Management of Urinalysis Showing Over 100,000 CFU/mL of Contamination
A urinalysis showing over 100,000 CFU/mL of contamination does not require antibiotic treatment, as contaminated specimens should be repeated rather than treated. Contamination is distinguished from true urinary tract infection (UTI) by the presence of multiple organisms, squamous epithelial cells, and absence of pyuria or clinical symptoms.

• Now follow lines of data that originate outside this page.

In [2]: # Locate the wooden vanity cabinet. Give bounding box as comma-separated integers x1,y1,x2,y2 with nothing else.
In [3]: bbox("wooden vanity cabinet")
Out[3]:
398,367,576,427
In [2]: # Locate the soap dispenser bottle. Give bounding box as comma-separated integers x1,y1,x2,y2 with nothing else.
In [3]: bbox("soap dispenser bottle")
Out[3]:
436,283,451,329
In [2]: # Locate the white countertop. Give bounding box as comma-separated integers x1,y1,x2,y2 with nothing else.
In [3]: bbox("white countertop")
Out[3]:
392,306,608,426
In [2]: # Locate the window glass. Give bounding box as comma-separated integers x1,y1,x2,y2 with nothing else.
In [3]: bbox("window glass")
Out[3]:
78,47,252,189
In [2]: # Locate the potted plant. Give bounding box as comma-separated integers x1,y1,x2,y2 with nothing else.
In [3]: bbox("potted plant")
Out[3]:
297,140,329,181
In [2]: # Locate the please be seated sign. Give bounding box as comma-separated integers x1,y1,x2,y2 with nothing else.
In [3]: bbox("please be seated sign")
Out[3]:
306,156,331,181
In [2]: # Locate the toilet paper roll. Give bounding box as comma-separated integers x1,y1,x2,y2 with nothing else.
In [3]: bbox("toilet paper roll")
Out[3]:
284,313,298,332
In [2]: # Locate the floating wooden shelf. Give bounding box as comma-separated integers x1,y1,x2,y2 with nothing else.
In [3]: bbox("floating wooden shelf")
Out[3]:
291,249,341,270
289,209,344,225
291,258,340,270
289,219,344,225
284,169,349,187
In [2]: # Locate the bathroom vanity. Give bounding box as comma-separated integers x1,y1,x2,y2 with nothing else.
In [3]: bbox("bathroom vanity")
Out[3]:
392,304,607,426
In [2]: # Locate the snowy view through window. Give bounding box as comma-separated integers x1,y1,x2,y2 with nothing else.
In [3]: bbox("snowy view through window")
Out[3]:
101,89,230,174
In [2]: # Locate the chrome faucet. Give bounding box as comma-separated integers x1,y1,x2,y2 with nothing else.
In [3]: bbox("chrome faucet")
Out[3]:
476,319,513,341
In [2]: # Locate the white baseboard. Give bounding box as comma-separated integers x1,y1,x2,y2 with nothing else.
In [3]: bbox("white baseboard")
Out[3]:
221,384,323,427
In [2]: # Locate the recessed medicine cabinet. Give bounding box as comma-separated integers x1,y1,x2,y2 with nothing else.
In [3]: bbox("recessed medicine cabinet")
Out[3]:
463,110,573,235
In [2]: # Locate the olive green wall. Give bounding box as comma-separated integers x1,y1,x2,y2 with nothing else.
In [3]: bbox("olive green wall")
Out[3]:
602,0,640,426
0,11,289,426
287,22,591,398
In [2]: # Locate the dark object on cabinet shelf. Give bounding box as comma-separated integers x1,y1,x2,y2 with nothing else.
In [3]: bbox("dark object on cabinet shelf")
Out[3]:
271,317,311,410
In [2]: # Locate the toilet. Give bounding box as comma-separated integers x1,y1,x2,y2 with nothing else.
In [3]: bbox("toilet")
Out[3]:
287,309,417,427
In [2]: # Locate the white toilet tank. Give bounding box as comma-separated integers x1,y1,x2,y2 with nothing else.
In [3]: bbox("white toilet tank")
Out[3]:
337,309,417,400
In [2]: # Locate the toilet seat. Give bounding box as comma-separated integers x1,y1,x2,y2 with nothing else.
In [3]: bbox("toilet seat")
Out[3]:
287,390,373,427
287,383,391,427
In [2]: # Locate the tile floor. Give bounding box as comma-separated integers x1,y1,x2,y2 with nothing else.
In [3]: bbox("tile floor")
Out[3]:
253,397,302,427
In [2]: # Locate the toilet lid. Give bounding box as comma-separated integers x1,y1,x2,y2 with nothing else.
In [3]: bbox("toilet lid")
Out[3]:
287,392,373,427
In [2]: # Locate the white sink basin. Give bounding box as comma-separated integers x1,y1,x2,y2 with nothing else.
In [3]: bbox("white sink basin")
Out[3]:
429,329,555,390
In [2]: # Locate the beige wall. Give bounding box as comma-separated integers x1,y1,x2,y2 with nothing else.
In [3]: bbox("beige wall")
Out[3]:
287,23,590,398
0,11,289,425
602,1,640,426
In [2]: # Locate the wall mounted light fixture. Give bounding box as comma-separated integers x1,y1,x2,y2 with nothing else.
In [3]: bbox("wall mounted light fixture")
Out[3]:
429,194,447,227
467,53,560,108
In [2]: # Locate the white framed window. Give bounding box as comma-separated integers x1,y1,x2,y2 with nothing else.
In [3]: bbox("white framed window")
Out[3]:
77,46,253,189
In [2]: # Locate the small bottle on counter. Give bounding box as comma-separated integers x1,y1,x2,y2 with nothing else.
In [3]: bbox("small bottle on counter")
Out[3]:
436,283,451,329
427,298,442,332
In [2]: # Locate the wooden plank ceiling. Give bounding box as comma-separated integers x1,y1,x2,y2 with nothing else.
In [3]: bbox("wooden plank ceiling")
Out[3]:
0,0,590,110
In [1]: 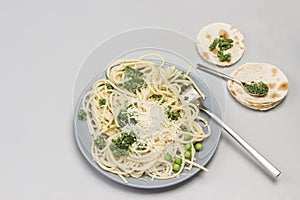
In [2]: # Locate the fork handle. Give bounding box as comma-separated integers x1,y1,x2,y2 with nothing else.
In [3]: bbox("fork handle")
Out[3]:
196,64,242,85
201,109,281,178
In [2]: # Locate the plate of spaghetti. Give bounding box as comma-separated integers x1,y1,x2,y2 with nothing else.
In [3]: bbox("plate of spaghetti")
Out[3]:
74,50,220,189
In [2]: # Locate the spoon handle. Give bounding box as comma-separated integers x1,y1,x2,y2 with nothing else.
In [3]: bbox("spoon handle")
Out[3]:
200,108,281,178
197,64,242,85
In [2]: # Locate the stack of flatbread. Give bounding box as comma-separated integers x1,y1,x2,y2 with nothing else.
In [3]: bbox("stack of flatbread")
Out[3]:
228,63,289,111
196,23,245,66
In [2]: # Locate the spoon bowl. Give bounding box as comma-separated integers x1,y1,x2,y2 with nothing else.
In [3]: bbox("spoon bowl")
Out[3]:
197,64,269,97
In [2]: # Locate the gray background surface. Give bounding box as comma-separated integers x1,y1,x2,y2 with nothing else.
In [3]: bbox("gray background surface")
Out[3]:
0,0,300,200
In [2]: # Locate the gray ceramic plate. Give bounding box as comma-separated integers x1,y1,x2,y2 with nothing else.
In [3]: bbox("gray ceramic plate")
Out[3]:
74,48,221,189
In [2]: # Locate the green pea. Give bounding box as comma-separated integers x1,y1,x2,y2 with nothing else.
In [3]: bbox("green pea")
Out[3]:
195,142,203,151
173,163,181,172
184,151,192,159
164,153,172,161
185,143,192,151
174,158,182,165
183,134,192,141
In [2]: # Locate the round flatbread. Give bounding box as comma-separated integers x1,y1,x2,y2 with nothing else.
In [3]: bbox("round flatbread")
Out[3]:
227,63,289,110
196,23,245,66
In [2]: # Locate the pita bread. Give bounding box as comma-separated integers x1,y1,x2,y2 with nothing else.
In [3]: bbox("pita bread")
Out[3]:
196,23,245,66
227,63,289,111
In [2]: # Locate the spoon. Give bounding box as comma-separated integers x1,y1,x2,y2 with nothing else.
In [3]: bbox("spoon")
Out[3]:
189,94,281,179
197,64,269,97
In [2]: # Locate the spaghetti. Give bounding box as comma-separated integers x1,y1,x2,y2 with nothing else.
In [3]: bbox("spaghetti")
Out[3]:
82,55,210,182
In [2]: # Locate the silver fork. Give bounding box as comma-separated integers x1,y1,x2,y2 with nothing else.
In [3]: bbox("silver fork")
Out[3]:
183,87,281,178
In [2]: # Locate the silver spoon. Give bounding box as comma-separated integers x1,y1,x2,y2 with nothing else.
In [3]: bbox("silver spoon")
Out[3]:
197,64,269,97
188,94,281,179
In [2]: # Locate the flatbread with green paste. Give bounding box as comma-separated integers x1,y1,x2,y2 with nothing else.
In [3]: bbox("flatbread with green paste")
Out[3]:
196,23,245,66
227,63,289,111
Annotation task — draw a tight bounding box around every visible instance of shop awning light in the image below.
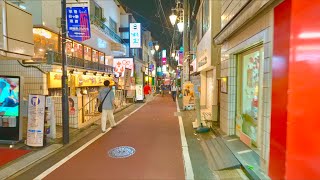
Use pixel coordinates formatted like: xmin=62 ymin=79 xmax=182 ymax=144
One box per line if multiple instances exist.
xmin=177 ymin=21 xmax=184 ymax=32
xmin=169 ymin=12 xmax=177 ymax=26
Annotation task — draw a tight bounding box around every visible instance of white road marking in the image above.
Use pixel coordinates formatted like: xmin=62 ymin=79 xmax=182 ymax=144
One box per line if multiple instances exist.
xmin=176 ymin=101 xmax=194 ymax=180
xmin=34 ymin=103 xmax=146 ymax=180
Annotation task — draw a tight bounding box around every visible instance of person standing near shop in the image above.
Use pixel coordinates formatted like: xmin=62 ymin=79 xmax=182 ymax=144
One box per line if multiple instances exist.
xmin=98 ymin=80 xmax=117 ymax=132
xmin=143 ymin=81 xmax=151 ymax=101
xmin=170 ymin=83 xmax=177 ymax=102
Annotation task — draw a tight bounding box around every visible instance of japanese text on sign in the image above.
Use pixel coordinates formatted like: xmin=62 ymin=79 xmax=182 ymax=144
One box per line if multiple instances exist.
xmin=130 ymin=23 xmax=141 ymax=48
xmin=67 ymin=7 xmax=91 ymax=41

Distinguishing Contamination from True UTI
Key Indicators of Contamination:
- Multiple organisms present in culture
- Presence of squamous epithelial cells
- Absence of pyuria (< 10 WBCs/mm³)
- Absence of clinical symptoms
- Organisms typically considered contaminants (Lactobacillus, coagulase-negative staphylococci, Corynebacterium) 1
Criteria for True UTI:
- Pure growth of ≥50,000 CFU/mL of a single uropathogen
- Presence of pyuria (≥10 WBCs/mm³)
- Presence of clinical symptoms (dysuria, frequency, urgency) 1
- Positive leukocyte esterase or nitrites on dipstick 1
Management Algorithm
Assess for symptoms
- If asymptomatic → repeat specimen collection
- If symptomatic → proceed to step 2
Evaluate urinalysis for pyuria
- If pyuria present (≥10 WBCs/mm³) → likely true UTI
- If pyuria absent (< 10 WBCs/mm³) → likely contamination 2
Evaluate culture results
- Single organism growth → more likely true UTI
- Multiple organisms or typical contaminants → likely contamination 1
For contaminated specimens:
- Repeat urine collection with proper technique
- Consider catheterization for more reliable specimen if repeat collection is likely to be contaminated 1
Proper Collection Techniques to Avoid Contamination
- Clean-catch midstream technique for adults
- Catheterization for patients unable to provide clean specimens
- Suprapubic aspiration (rarely used, but most accurate) 1
Important Considerations
- Colony counts between 10,000-100,000 CFU/mL with Gram-positive or mixed organisms are more likely to represent contamination (36/60 vs 7/109; p < 0.001) 2
- Reporting only colony counts ≥100,000 CFU/mL as positive would reduce the number of potentially misleading positive cultures by 38% 3
- Studies show that treating non-clinically significant bacteriuria leads to inappropriate antibiotic use and potential development of resistance 3
Special Populations
- Pregnant women: Screen for and treat asymptomatic bacteriuria with standard short-course treatment 1
- Children: In pediatric patients, the threshold for significant bacteriuria is ≥50,000 CFU/mL of a single pathogen 1
- Elderly: Asymptomatic bacteriuria is common and should not be treated 1
Common Pitfalls
- Treating contaminated specimens leads to unnecessary antibiotic use and contributes to antimicrobial resistance 4
- Approximately 26% of patients treated empirically for suspected UTI require antibiotic changes due to resistance patterns 4
- Failure to distinguish between contamination and true infection can lead to overdiagnosis and overtreatment 1
Remember that the presence of bacteria in urine without symptoms or pyuria often represents contamination or asymptomatic bacteriuria, neither of which typically requires treatment except in specific populations like pregnant women or before urological procedures 1.